Motivated by above observations, we propose a chain to chain approach to ZP resolution. After detecting all possible ZPs, we firstly cluster consecutive ZPs into coreferential chains and view each ZP coreferential chain as an unified anaphor. In this way, those ZPs far away from their overt antecedents can be bridged via other consecutive ZPs in the same coreferential chains. Then, we only consider those mentions in common NP coreferential chains as the antecedent candidates and resolve them on a chain to chain basis. In this way, singletons and negative instances (i.e., non-coreferent mentions) can be better pruned to reduce the search space and thus improve the performance effectively. Finally, we introduce a set of additional features from common NP and ZP coreferential chains to better represent ZPs and their antecedent candidates.

4 ZP Resolution: Chain to Chain Approach

Similar to previous studies on ZP resolution, our chain to chain approach contains two components, i.e., ZP detection and AZP resolution which combines anaphoricity determination and antecedent identification. For ZP detection, a clause-based approach is employed to generate ZP candidates [7]. Firstly, a simplified semantic role labeling (SRL) framework is adopted to determine clauses from a parse tree. ZP candidates are then generated for each clause in a bottom-up way. Particularly, for upper clauses, all the resolved sub-clauses are viewed as an inseparable “constituent”. After generating the ZP candidates, a learning-based classifier is adopted to identify whether a given candidate is a true ZP, with the help of following features.

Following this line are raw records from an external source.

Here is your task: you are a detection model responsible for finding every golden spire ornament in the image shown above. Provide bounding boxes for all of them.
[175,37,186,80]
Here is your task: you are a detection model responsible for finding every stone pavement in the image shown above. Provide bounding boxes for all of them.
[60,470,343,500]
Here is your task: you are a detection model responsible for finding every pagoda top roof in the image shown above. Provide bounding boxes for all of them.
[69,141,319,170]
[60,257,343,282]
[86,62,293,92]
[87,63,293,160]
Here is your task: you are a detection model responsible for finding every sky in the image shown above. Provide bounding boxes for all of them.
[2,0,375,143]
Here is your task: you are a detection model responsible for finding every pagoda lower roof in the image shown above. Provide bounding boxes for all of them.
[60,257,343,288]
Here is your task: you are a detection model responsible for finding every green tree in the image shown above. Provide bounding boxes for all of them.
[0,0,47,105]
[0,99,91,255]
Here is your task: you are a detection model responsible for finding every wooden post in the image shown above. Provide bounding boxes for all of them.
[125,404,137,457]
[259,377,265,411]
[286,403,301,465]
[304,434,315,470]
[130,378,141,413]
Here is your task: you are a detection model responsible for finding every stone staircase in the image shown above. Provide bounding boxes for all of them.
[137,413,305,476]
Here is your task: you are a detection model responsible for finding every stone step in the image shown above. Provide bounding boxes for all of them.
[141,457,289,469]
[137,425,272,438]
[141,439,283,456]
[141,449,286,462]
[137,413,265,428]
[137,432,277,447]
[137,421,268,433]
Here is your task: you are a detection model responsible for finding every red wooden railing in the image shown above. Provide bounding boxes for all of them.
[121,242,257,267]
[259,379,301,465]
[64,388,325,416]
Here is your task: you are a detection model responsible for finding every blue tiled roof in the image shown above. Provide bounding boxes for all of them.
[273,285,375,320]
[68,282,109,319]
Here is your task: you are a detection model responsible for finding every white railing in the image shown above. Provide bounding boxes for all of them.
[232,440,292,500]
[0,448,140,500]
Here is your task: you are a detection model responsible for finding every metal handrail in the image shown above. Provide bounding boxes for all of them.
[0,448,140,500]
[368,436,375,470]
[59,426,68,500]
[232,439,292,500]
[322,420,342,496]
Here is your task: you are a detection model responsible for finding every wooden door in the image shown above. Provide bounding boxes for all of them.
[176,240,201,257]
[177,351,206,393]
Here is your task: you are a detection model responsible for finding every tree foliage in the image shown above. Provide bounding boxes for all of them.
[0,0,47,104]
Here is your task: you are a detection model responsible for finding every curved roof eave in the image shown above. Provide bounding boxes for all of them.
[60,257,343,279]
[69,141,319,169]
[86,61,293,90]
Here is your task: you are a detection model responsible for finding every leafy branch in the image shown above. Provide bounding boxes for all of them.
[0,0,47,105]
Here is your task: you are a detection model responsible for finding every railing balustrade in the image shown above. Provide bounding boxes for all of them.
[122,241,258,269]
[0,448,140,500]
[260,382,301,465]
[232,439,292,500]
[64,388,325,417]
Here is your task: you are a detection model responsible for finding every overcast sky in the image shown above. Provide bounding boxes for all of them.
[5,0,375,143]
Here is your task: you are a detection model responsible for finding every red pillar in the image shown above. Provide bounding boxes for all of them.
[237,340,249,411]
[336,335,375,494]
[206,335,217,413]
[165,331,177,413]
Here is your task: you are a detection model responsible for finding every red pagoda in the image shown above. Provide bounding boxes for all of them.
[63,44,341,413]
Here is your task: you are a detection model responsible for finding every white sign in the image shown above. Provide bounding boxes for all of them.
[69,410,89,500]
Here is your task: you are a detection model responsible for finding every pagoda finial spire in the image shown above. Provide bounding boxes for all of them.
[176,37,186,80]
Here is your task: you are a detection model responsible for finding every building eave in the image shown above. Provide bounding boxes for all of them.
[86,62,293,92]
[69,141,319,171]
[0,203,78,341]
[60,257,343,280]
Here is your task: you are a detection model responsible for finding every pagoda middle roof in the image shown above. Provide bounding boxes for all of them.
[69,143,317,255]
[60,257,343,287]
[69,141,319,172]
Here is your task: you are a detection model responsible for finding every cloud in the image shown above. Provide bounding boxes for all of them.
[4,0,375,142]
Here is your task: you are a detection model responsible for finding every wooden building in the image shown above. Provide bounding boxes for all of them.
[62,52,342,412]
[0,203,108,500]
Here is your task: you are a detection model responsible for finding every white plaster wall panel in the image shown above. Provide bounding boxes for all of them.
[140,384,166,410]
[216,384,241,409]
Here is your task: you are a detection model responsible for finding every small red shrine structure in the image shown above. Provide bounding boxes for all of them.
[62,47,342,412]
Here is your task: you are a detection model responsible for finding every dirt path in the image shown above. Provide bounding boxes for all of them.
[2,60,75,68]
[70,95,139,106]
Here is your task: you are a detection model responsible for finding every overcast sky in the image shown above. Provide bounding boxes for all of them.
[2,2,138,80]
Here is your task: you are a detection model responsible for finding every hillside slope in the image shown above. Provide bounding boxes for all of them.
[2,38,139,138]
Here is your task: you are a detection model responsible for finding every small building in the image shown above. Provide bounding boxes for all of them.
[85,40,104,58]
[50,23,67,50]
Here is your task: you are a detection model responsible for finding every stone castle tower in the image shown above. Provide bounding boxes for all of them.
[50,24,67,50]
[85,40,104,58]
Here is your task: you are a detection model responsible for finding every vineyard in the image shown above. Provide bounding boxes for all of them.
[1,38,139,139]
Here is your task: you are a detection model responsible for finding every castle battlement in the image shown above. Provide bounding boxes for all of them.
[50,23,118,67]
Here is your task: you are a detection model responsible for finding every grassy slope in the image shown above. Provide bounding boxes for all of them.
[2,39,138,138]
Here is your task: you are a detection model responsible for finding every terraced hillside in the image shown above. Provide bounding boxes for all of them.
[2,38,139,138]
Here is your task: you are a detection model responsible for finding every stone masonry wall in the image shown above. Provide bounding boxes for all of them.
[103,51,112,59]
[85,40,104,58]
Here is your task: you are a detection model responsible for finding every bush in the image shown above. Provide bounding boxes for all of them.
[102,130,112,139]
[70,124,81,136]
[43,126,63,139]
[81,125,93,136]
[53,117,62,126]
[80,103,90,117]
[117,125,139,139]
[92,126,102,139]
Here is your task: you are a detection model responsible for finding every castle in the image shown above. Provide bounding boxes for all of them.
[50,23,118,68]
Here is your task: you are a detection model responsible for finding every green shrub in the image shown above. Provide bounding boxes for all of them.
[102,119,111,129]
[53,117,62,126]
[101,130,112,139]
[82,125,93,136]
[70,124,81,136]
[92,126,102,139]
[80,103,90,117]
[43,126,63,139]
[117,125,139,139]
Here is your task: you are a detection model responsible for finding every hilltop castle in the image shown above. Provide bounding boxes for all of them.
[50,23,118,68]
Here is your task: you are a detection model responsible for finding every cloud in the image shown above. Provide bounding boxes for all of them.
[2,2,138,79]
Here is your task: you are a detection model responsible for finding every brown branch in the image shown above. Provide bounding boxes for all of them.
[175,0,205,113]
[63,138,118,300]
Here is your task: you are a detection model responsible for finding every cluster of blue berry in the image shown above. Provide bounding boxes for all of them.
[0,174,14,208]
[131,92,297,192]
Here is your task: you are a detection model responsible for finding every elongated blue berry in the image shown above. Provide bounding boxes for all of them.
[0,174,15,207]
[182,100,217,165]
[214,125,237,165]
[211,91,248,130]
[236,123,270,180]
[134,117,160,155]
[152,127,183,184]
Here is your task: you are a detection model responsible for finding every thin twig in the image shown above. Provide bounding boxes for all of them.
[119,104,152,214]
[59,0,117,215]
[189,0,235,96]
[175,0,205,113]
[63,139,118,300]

  • Lexical: two words and their POSs before or after the given candidate, and their various combinations.

  • Syntactic: whether the lowest clause covering the given candidate has a subject; whether the given candidate is the first gap of the clause; whether the clause is a terminal clause or non-terminal clause; whether the clause has a sibling immediately to its left; whether the left siblings of the clause contain an NP; whether the clause has a sibling immediately to its right; whether the right siblings of the clause contain a VP; whether the syntactic category of the immediate parent of the clause is an IP or VP; whether the path from the clause to the root of the parse tree contains an NP or VP or CP; whether the clause is a matrix clause, an independent clause, a subordinate clause, or others.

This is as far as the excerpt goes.